Text: Alec Coiro
All Images Courtesy of Cleopatra’s
Transmitter Park is almost as fine a metonym for Greenpoint as it is a parallel with the gallery Cleopatra’s (also in Greenpoint): rough and wild, connected but apart, a little hard to get to, but worth it; the kind of place a teenager can really feel at home with a fat blunt. While that last one might not be as true of Cleopatra’s as it is of Transmitter Park, Cleopatra’s is where Matthew Spiegelman’s photos from Transmitter Park are being exhibited in a show entitled Transmitter, running until March 26th.
Intending to do away with or at least problematize the artist/subject dichotomy, Spiegelman positions himself and by extension the viewer as a participant, eavesdropper, and sunset stroller at the park.

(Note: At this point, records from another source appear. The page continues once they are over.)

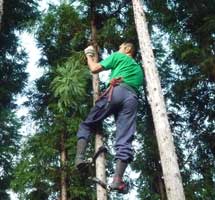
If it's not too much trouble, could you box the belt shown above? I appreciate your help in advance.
[99,77,123,102]
[99,78,138,103]
[119,83,137,96]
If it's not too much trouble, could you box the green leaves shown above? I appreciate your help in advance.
[51,55,90,113]
[11,130,59,199]
[36,3,87,67]
[142,1,215,199]
[0,0,39,198]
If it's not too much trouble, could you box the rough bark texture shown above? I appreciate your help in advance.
[60,132,67,200]
[0,0,3,30]
[90,3,107,199]
[132,0,186,200]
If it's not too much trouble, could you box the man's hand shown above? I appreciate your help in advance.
[84,45,103,74]
[84,45,96,57]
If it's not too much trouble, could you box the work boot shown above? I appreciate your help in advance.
[110,176,129,194]
[110,159,129,193]
[75,138,88,171]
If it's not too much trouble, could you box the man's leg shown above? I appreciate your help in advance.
[75,138,88,169]
[75,96,113,169]
[111,92,138,191]
[110,159,128,192]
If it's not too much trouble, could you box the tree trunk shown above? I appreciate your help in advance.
[132,1,186,200]
[60,131,67,200]
[90,2,107,200]
[0,0,3,30]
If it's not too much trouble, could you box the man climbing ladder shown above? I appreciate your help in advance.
[75,42,144,193]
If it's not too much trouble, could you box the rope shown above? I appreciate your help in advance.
[99,77,123,102]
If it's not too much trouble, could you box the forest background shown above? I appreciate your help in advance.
[0,0,214,200]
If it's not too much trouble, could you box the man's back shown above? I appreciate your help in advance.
[100,52,144,93]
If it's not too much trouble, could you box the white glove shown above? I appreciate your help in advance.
[84,45,96,56]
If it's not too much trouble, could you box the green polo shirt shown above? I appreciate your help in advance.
[100,52,144,93]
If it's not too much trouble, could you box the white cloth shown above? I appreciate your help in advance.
[84,45,96,56]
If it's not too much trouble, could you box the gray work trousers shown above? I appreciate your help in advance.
[77,85,138,162]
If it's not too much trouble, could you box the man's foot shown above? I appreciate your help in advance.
[110,177,129,194]
[75,138,88,171]
[75,155,89,171]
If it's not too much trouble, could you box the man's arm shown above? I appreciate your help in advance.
[86,55,103,74]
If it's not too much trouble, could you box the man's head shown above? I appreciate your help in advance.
[118,42,135,57]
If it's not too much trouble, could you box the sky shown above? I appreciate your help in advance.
[10,29,42,200]
[10,2,48,200]
[10,1,138,199]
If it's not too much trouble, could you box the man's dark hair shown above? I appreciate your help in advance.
[123,42,136,57]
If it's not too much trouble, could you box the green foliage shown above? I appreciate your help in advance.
[11,116,95,199]
[11,0,215,200]
[51,55,90,113]
[145,0,215,80]
[143,1,215,199]
[31,1,154,199]
[36,3,87,67]
[11,129,60,199]
[0,0,39,109]
[12,2,95,199]
[0,109,21,199]
[0,0,39,198]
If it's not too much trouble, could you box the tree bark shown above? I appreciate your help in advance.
[60,131,67,200]
[0,0,3,30]
[90,2,107,200]
[132,1,186,200]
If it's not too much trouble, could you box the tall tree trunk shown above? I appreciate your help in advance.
[90,2,107,200]
[60,131,67,200]
[132,1,186,200]
[0,0,3,30]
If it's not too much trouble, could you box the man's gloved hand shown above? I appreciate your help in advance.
[84,45,96,57]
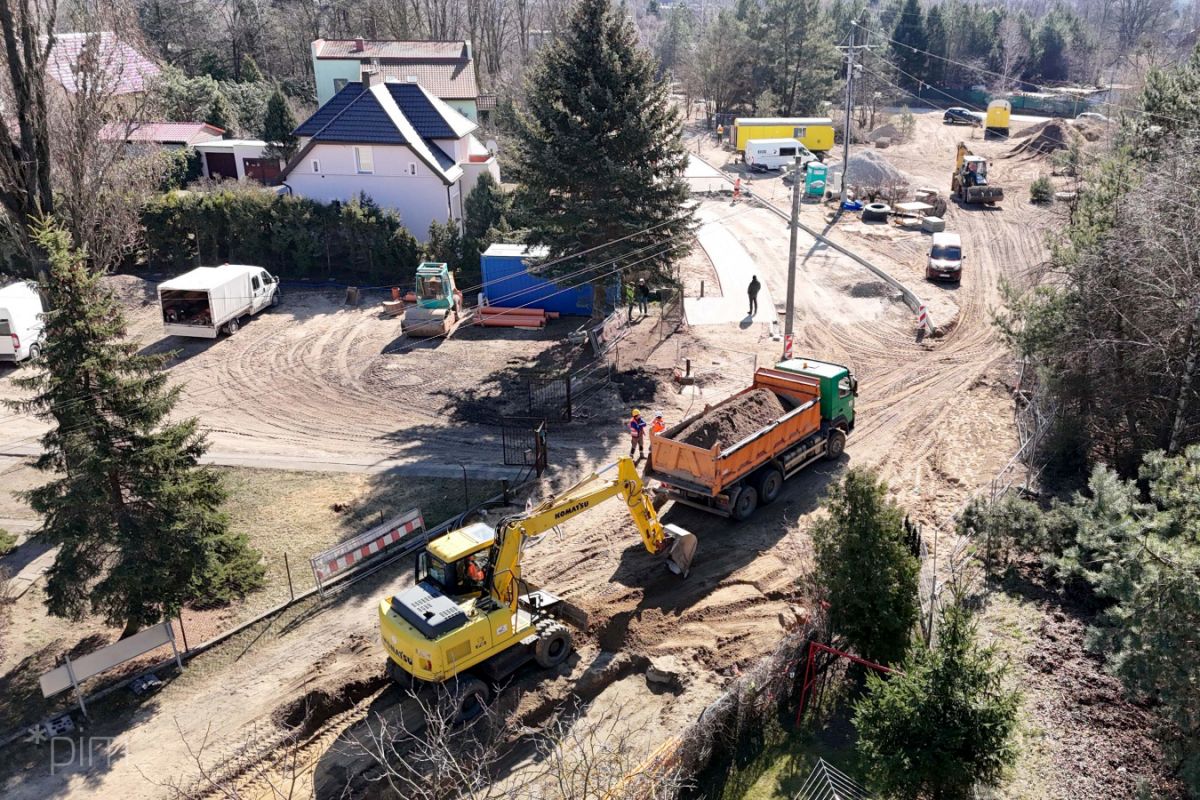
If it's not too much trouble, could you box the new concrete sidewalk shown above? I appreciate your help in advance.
[684,209,776,325]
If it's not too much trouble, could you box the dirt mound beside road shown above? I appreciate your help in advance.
[828,150,911,190]
[674,388,787,450]
[1008,119,1074,157]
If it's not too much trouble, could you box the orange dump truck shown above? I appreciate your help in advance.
[646,360,857,520]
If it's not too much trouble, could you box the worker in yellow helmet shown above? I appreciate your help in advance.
[628,409,647,460]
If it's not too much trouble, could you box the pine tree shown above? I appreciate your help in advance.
[261,86,299,162]
[207,90,236,137]
[890,0,928,91]
[239,54,264,83]
[462,174,510,284]
[923,5,948,87]
[853,598,1020,800]
[13,220,264,637]
[812,467,919,666]
[510,0,694,314]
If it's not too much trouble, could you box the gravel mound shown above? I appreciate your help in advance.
[849,281,891,298]
[828,151,910,188]
[868,123,902,142]
[674,389,787,450]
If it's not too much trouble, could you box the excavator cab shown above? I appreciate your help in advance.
[415,521,495,598]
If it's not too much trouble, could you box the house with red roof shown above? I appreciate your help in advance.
[45,32,160,96]
[282,70,500,240]
[99,121,225,150]
[310,38,491,122]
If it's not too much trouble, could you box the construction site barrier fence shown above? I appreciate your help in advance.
[501,417,549,475]
[309,508,425,596]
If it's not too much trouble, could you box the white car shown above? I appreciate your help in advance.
[1076,111,1111,123]
[0,281,44,364]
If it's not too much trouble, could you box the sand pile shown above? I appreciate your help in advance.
[1072,117,1107,142]
[828,151,910,188]
[674,389,788,450]
[868,123,902,142]
[1008,119,1073,157]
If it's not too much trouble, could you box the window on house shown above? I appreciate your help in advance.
[311,159,320,173]
[408,162,417,176]
[355,146,374,174]
[333,78,348,92]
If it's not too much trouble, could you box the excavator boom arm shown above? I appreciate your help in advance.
[486,458,694,609]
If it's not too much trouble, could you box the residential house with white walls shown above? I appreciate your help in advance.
[281,72,501,241]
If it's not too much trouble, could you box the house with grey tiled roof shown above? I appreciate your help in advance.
[311,38,491,122]
[281,71,500,241]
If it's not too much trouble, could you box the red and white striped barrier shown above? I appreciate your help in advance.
[311,508,425,590]
[917,304,934,334]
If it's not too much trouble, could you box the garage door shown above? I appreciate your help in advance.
[205,152,237,180]
[243,158,281,184]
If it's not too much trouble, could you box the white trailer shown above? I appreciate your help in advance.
[158,264,280,338]
[0,281,44,363]
[745,138,815,172]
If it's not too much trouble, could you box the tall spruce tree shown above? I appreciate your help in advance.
[510,0,693,312]
[13,220,264,637]
[890,0,928,91]
[261,86,299,162]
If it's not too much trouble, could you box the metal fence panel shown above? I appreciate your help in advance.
[501,417,548,475]
[528,375,572,421]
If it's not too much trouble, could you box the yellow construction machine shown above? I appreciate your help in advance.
[951,142,1003,205]
[378,457,697,719]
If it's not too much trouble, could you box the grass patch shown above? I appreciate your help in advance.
[0,528,15,555]
[217,467,502,618]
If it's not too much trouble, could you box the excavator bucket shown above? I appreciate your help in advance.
[663,524,698,577]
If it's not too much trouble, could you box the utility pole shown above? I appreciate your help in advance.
[839,22,857,207]
[782,154,802,361]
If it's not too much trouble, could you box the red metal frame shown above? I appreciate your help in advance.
[796,640,900,724]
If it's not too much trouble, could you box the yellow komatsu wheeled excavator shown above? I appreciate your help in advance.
[379,457,697,719]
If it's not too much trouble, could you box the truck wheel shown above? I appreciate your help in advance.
[26,344,40,362]
[225,318,239,335]
[446,675,490,723]
[731,485,758,521]
[825,430,847,460]
[271,291,281,307]
[534,620,572,668]
[756,468,784,505]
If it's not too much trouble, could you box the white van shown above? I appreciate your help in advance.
[926,232,963,283]
[158,264,280,338]
[745,138,815,172]
[0,281,44,363]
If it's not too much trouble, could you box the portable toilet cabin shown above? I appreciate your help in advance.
[804,162,828,198]
[985,100,1011,140]
[481,244,596,315]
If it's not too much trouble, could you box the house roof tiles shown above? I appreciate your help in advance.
[46,32,160,95]
[312,39,468,61]
[99,121,225,145]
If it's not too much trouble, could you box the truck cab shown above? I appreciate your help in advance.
[775,357,856,431]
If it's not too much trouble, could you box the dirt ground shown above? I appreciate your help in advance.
[0,110,1168,800]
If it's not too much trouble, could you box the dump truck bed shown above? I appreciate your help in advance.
[647,368,822,497]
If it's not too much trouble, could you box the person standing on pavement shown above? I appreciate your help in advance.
[628,409,648,460]
[747,275,761,317]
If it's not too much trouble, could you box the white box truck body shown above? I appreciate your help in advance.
[158,264,280,338]
[0,281,45,363]
[745,138,815,172]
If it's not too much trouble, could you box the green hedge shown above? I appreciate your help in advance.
[141,187,421,283]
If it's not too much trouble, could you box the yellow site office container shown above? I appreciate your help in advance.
[732,117,835,153]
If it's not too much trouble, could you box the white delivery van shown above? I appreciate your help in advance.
[158,264,280,338]
[745,138,815,172]
[926,232,964,283]
[0,281,44,364]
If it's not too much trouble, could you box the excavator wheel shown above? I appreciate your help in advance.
[534,620,573,668]
[445,675,490,724]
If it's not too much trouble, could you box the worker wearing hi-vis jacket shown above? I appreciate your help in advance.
[629,409,648,460]
[651,414,666,437]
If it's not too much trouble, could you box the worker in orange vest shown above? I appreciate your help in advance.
[733,177,742,202]
[651,413,666,437]
[716,123,725,145]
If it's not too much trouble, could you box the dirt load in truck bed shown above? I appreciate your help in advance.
[673,389,789,450]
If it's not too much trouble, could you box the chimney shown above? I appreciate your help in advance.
[361,67,383,87]
[353,37,365,52]
[463,41,472,61]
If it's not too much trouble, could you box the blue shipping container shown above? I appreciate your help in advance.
[481,244,597,316]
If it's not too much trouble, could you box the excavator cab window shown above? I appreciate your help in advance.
[417,550,490,596]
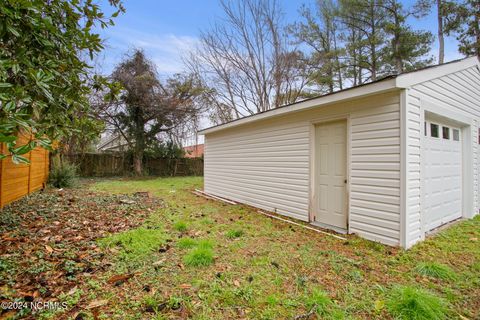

Looking out across the East River, we see the majestic and iconic Gotham skyline. Spiegelman cleverly juxtaposes this cityscape with the rough, rocky landscape of Transmitter Park where it comes in contact with the water, and, to my eye, the photographer also suggests a parallel between the crags of the rocks and the crags of skyline. Transmitter Park’s undeveloped rawness is put in high relief, a rebuke to the gentrification going on all around the park. A rebuke that is underscored by the people in the photographs who display none of the trapping of gentrification.
The show is stolen, however, by those old photographic classic:, light and water, and the play of the former on the latter. Spiegelman beautifully captures the park at dusk. Swing by the gallery and enjoy the gloaming.